4.1.5. What information is contained in SAI?

  • Information about Sponsors, AMC, Trustee Company (contact information, shareholding pattern, responsibilities, name of directors, contact information, profiles of key personnel)
  • Contact information of service providers (Custodian, Registrar & Transfer Agent, Statutory Auditor, Fund Accountant, Collecting Bankers)
  • Condensed Financial Information (schemes launched in last 3 financial years)
  • How to apply
  • Rights of unit holders
  • Investment Valuation Norms
  • Tax, Legal & General Information
SAI is available on every mutual fund’s website. SAI of all mutual funds are available on AMFI’s website. Investors can ask for a printed copy of SAI from a mutual fund.  

4.1.6. Update of SAI

Regular update of SAI – by the end of 3 months from the end of a financial year.
Material changes – SAI has to be updated on ongoing basis and uploaded to Mutual Fund’s and AMFI’s website.  

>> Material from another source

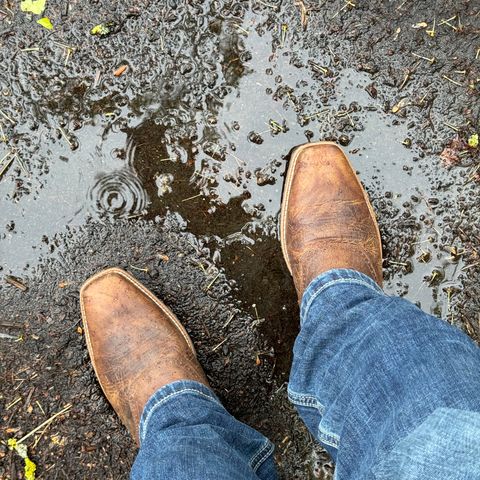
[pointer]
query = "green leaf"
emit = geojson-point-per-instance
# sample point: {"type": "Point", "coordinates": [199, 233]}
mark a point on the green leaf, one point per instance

4.2 Key Information Memorandum 

4.2.1 Role of KIM 

  • KIM is a summary of SID and SAI.
  • Every application form is accompanied by KIM.
  • KIM is more widely available than SID and SAI because it accompanies each application form.
  • An investor can use information in KIM to decide how suitable the mutual fund scheme is for his investment needs. 

4.2.2 Contents of KIM 

  • AMC Name, Mutual Fund Name, Trustee, Fund Manager, Scheme Name
  • NFO Opening Date, NFO Closing Date, NFO Re-Opening Date
  • Scheme Plans, Scheme Options
  • Risk Profile of Scheme
  • Price at which units are being issued and the minimum number of units or investment amount at the time of initial purchase, additional purchase and re-purchase
  • Scheme’s Benchmark
  • Dividend Policy
  • Scheme Performance and Benchmark Performance – over last 1 year, 3 years, 5 years and since inception
  • Loads and expenses
  • Contact information of Registrar for Investor Grievances 

4.2.3 Update of KIM 

  • KIM should be updated once a year.
  • If there is a change in fundamental attributes of a scheme, KIM should be revised like SID.
  • If there is any other change, then that can be disclosed through addenda attached to KIM.